Rules of English: That’s An Impossibility

Last Updated on: 30th November 2021, 09:17 pm

You know, I’ve been doing some work with a guy at the literacy centre. When I started, I was brought in to teach him JAWS. Within a couple of minutes, I realized that he didn’t know how to type! So we started typing drills…and learned that he had a lot of issues with spelling. And through this, I have done a lot more thinking about the English language, and how goddamn stupid it is.

How in Christ do you teach someone who needs hard, fast rules to follow, a language that follows no rules? It honestly does not. Even small words are not a guarantee of simplicity. Take “the” for instance. It is the simplest word ever, but it breaks all rules it could hope to stick to. The th doesn’t sound like th, and the e doesn’t sound like either the long e or the short one. What the hell is that? How can I teach the word “the” when it makes no sense?

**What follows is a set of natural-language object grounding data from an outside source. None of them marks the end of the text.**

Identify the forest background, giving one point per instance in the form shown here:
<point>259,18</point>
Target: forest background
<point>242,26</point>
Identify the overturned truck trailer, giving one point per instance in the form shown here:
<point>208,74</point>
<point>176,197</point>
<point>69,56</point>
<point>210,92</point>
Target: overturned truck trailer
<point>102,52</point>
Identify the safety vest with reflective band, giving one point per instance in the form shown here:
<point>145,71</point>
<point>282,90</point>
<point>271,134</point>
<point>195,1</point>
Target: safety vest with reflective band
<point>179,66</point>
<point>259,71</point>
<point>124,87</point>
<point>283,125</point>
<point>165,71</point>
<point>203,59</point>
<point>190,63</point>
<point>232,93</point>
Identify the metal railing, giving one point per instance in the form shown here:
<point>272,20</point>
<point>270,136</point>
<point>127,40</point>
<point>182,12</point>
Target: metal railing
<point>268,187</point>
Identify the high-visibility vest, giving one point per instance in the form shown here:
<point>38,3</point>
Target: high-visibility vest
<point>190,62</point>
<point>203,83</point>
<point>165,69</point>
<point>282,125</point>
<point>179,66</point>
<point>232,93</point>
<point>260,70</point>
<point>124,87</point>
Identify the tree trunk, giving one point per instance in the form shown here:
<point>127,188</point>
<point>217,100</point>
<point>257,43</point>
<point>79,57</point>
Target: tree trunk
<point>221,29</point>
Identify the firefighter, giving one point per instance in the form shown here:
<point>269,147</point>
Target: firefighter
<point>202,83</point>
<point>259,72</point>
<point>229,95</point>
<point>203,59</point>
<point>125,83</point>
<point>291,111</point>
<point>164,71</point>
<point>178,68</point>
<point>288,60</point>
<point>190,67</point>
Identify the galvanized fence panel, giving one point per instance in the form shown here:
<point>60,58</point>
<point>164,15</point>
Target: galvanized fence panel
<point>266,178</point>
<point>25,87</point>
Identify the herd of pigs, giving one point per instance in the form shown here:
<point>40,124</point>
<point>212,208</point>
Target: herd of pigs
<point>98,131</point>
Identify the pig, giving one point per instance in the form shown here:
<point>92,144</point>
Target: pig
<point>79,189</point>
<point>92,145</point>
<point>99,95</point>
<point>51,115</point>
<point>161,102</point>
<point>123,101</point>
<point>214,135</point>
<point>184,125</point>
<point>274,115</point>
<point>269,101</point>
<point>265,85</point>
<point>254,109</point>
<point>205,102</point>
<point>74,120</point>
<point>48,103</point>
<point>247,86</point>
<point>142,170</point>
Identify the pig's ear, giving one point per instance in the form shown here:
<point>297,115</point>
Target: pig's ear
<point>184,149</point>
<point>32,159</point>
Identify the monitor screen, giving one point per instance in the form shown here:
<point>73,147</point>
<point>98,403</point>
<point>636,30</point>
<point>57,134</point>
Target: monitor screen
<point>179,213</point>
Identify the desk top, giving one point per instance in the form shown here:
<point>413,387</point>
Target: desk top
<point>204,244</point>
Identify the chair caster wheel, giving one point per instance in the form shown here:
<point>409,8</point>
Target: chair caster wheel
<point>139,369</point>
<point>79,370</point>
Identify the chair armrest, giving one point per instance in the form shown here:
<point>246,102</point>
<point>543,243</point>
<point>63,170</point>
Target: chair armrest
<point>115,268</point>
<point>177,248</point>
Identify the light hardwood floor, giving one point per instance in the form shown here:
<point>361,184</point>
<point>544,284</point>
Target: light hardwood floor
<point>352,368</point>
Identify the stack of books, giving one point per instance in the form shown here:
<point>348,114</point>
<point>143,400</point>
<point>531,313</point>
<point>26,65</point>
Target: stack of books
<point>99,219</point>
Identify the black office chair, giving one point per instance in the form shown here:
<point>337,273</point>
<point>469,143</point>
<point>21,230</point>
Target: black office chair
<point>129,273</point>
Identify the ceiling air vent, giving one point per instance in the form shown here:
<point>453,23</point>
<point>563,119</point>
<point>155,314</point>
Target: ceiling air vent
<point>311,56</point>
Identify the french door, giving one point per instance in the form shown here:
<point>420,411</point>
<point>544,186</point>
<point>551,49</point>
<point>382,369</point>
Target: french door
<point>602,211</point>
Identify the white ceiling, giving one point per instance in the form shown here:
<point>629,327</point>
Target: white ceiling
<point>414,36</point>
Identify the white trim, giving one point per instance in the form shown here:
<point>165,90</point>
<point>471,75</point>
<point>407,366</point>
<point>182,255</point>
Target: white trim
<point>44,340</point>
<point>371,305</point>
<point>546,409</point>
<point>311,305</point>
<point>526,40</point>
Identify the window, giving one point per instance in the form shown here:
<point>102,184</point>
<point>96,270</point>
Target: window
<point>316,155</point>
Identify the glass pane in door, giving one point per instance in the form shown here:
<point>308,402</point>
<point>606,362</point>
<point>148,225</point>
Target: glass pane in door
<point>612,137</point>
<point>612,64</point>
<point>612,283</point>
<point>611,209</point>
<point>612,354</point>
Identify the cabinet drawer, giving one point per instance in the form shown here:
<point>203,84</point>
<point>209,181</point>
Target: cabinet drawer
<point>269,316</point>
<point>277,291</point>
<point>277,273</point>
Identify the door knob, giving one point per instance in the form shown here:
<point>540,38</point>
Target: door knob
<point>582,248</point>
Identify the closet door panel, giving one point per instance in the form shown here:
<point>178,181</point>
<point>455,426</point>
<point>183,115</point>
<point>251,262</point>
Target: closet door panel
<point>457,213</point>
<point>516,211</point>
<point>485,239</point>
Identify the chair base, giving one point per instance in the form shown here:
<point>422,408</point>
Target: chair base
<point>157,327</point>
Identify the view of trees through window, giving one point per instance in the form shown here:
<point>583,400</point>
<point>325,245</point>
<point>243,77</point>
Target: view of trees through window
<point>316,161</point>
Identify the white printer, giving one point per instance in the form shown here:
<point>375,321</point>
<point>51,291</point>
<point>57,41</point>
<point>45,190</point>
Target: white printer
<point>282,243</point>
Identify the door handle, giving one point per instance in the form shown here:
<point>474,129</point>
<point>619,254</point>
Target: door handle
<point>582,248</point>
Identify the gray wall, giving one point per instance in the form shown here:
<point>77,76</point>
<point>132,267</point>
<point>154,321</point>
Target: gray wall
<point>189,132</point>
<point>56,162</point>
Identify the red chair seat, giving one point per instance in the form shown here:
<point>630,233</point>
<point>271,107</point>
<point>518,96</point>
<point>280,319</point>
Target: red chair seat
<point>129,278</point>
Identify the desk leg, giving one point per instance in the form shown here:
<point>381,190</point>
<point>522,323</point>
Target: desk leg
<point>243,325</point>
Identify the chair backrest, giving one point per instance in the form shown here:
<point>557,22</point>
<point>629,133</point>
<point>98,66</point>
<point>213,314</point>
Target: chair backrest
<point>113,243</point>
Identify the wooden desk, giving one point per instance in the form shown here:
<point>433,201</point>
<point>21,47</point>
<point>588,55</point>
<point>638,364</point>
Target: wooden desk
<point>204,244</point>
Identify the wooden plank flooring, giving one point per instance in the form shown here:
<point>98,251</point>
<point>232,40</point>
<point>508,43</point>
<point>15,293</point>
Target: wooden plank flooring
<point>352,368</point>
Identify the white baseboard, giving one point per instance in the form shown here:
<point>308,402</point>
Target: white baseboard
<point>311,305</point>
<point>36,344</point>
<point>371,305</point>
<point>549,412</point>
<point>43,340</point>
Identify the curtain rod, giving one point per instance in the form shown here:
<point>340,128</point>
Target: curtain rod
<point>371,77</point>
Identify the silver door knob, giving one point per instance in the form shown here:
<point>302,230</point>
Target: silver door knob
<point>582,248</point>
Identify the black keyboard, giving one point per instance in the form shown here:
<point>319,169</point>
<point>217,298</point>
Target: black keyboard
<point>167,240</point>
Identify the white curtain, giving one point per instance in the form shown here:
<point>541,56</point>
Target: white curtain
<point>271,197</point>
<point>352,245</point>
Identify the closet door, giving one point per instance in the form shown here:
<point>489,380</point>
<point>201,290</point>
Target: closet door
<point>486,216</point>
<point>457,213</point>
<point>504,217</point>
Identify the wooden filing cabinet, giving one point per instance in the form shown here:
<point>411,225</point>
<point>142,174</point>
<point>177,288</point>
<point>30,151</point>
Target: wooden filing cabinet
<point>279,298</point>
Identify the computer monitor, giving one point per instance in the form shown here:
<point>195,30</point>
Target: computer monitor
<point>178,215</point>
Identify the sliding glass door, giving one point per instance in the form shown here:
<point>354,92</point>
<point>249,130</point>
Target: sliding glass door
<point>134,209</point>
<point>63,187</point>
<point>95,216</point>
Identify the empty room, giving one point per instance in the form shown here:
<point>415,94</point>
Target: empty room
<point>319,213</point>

People have told me that I’m better to just get him to memorize lists of words. But what do you do if he has poor memory-retention? My dream was if I gave him enough rule sets, eventually the procedural memory part of the brain would take over, and he would be able to reason out any word. That dream was swiftly shattered by the English language. Just look at this example:

Hints on pronunciation for foreigners  
George Bernard Shaw  
I take it you already know  
of tough and bough and cough and dough.  
Others may stumble, but not you,  
On hiccough, thorough, laugh and through.  
Well done! And now you wish, perhaps,  
To learn of less familiar traps.  
Beware of heard, a dreadful word  
That looks like beard and sounds like bird.  
And dead-it’s said like bed, not bead.  
For goodness sake, don’t call it deed!  
Watch out for meat and great and threat.  
They rhyme with suite and straight and debt.  
A moth is not a moth in mother,  
Nor both in bother, broth in brother,  
And here is not a match for there,  
Nor dear and fear for pear and bear.  
And then there’s dose and rose and lose  
Just look them up–and goose and choose.  
And cork and work and card and ward.  
And font and front and word and sword.  
And do and go, then thwart and cart.  
Come, come I’ve hardly made a start.  
A dreadful language? Man alive,  
I’d mastered it when I was five!

Or how about this set of sentences.

1) The bandage was wound around the wound.  
2) The farm was used to produce produce.  
3) The dump was so full that it had to refuse more refuse.  
4) We must polish the Polish furniture.  
5) He could lead if he would get the lead out.  
6) The soldier decided to desert his dessert in the desert.  
7) Since there is no time like the present, he thought it was time to  present the present.  
8) A bass was painted on the head of the bass drum.  
9) When shot at, the dove dove into the bushes.  
10) I did not object to the object.  
11) The insurance was invalid for the invalid.  
12) There was a row among the oarsmen about how to row.  
13) They were too close to the door to close it.  
14) The buck does funny things when the does are present.  
15) A seamstress and a sewer fell down into a sewer line.  
16) To help with planting, the farmer taught his sow to sow.  
17) The wind was too strong to wind the sail.  
18) Upon seeing the tear in the painting I shed a tear.  
19) I had to subject the subject to a series of tests.
20) How can I intimate this to my most intimate friend?

Yeah, that makes a lot of sense. How about no?